2.2. Regression Equation

The logit of the probability that a discharge was assigned INF002 was regressed on permanent facility ID (random intercept), adjusting for age group, gender, grouped primary payment typology, and APR Severity of Illness.

\[\begin{aligned} \text{logit}\left( P(Y_{ij} = 1) \right) &= \beta_0 \\ &\quad + \beta^{(\text{year})}_{2019}\,\text{Year}_{2019,ij} \\ &\quad + \beta^{(\text{age})}_{18\!-\!29}\,\text{Age}_{18\!-\!29,ij} \\ &\quad + \beta^{(\text{age})}_{30\!-\!49}\,\text{Age}_{30\!-\!49,ij} \\ &\quad + \beta^{(\text{age})}_{50\!-\!69}\,\text{Age}_{50\!-\!69,ij} \\ &\quad + \beta^{(\text{age})}_{70+}\,\text{Age}_{70+,ij} \\ &\quad + \beta^{(\text{gender})}_{\text{male}}\,\text{Male}_{ij} \\ &\quad + \beta^{(\text{payor})}_{\text{public}}\,\text{Payor}_{\text{public},ij} \\ &\quad + \beta^{(\text{payor})}_{\text{self}}\,\text{Payor}_{\text{self},ij} \\ &\quad + \beta^{(\text{payor})}_{\text{other}}\,\text{Payor}_{\text{other},ij} \\ &\quad + \beta^{(\text{soi})}_{\text{moderate}}\,\text{SOI}_{\text{moderate},ij} \\ &\quad + \beta^{(\text{soi})}_{\text{major}}\,\text{SOI}_{\text{major},ij} \\ &\quad + \beta^{(\text{soi})}_{\text{extreme}}\,\text{SOI}_{\text{extreme},ij} \\ &\quad + u_j \end{aligned}\]

\[ u_j \sim N(0, \sigma^2_u) \]

2.3. Reference Categories

The reference category for each categorical variable is as follows:

  • Year - 2018
    • Total discharge volumes between 2018 and 2019 are nearly identical, so both years are viable anchor points, however, 2018 precedes 2019, making this a clearly interpretable reference point.
  • Age - Ages 0-17
    • Referencing on the youngest group makes interpretation intuitive, where each coefficient reflects a change in age relative to the youngest group.
    • Younger age groups typically have lower sepsis rates, based on the literature review as well as initial investigation this data, so the 0-17 group is clinically meaningful.
  • Gender - Female
  • Payor - Private
    • While NYS does have notably high Medicaid enrollment relative to other states, the majority of people in the United States are enrolled in private healthcare.
  • APR SOI - Minor
    • Minor represents the lowest APR Severity of Illness classification.

2.4. Covariate Justification

The goal of this analysis is to isolate hospital-level effects within the model for adjustment for epidemiological spatial surveillance. While this is not for risk-adjustment, much of the research on modeling and examining inter-hospital effects of administrative data has been done for purposes of risk-adjustment, so the core elements of the case-mix adjustment have been drawn from this field.
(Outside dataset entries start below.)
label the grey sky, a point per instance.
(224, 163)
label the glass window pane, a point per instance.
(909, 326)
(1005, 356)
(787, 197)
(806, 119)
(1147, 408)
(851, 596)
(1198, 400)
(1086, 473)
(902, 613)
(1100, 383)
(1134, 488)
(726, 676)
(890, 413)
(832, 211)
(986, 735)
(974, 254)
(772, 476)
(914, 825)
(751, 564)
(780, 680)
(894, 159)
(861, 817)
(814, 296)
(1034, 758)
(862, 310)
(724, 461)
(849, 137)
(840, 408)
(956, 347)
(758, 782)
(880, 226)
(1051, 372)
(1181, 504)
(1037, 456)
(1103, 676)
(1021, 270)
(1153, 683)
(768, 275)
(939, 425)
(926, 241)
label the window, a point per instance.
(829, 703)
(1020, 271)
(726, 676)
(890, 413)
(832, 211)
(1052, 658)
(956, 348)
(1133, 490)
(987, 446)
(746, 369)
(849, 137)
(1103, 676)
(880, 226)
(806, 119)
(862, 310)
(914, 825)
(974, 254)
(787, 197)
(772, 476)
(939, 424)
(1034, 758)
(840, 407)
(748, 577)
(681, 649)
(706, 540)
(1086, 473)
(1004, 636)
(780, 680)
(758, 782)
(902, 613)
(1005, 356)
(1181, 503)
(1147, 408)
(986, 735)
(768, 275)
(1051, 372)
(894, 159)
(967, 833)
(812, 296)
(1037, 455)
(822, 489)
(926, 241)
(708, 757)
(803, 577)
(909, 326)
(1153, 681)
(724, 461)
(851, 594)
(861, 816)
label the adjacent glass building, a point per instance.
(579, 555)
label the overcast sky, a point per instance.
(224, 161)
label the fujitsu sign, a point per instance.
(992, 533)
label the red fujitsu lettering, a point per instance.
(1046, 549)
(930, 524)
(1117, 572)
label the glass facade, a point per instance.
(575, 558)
Age group and gender are stable, widely available demographic categories present in administrative data that is often used to help isolate hospital-level effects from differences in patient composition.

In 2015, hospitals transitioned from ICD-9 to ICD-10. The inclusion of year in the analysis is intended to capture temporal drift in general and in particular the changes to administrative practices in the years following the adoption of ICD-10.

Payment typology reflects both patient-level socioeconomic indicators, as well as structural factors that may influence coding behavior at the facility-level. This is being included as a patient-level covariate to control for case-mix SES, but it is also a potential confounder. Further sensitivity analysis incorporating more hospital-level factors (full facility payment typology in addition to external sources of facility sturcture) may be warranted.

APR Severity of Illness (SOI) is included as a case-mix proxy for true clinical severity from fields provided in the PUF. Because these are assigned downstream of coding behavior, they cannot be fully disentangled from coding behavior in this dataset, however, it does represent the best available clinical severity proxy given these constraints.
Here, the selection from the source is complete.